Something in his eyes, in his voice, in his intensity, brought the judge to his side.

"How long has this thing been going on?" he asked seriously.

"Four years!"



"Before you came here?"

"Yes."

"You followed her here?"

"Yes."

Whereupon the judge gave vent to the one profane word in his vocabulary.

Then Sandy, having confided so far, made a clean breast of it, breaking down at the end when he tried to describe Ruth's goodness and the sorrow his misery had caused her.

When it was over the judge had hold of his hand and was bestowing large, indiscriminate pats upon his head and shoulders.

"It's hard luck, Sandy; hard luck. But you must brace up, boy.
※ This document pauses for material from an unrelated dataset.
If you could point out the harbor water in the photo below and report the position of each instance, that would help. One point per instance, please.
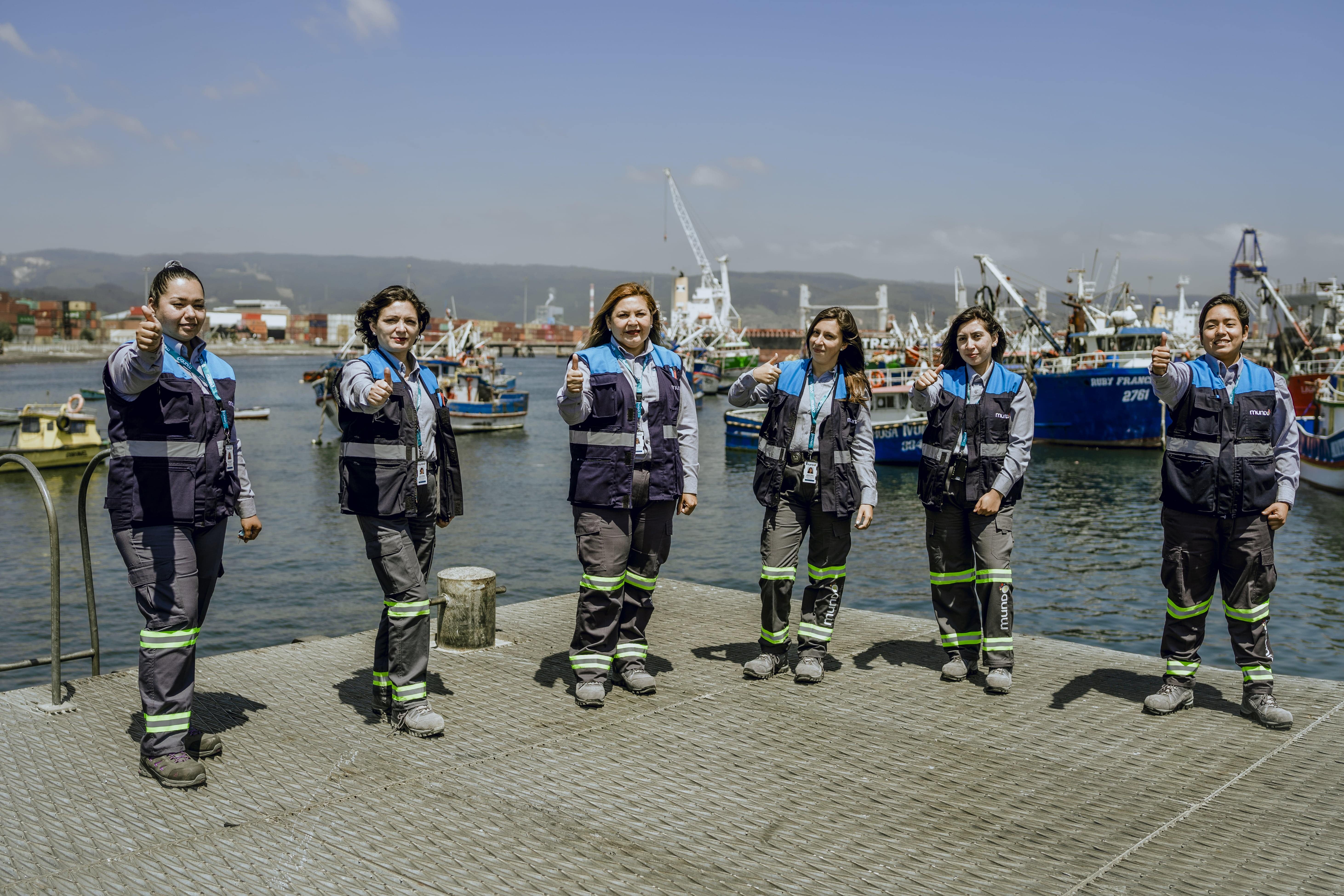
(1085, 566)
Everybody wants something in the world he can't get. We all go under, sooner or later, with some wish ungratified. Now I've always wanted--"

he pressed his fingers on his lips for a moment, then went on--"the one thing I've wanted was a son. It seemed to me there was nothing else in the world would make up to me for that lack. I had money more than enough, and health and friends; but I wanted a boy. When you came I said to Sue: 'Let's keep him a while just to see how it would feel.'

It's been worth while, Sandy; you have done me credit. It almost seemed as if the Lord didn't mean me to be disappointed, after all.

And to-day, when Mr. Moseley said you ought to have a year or two at the big university, I said: 'Why not? He's just like my own. I'll send him this year and next, and then he can come home and be a comfort to me all the rest of my days.' That's what I was sitting up to tell you, Sandy; but now--"

"And ye sha'n't be disappointed!" cried Sandy. "I'll go anywhere you say, do anything you wish. Only you wouldn't be asking me to stay here?"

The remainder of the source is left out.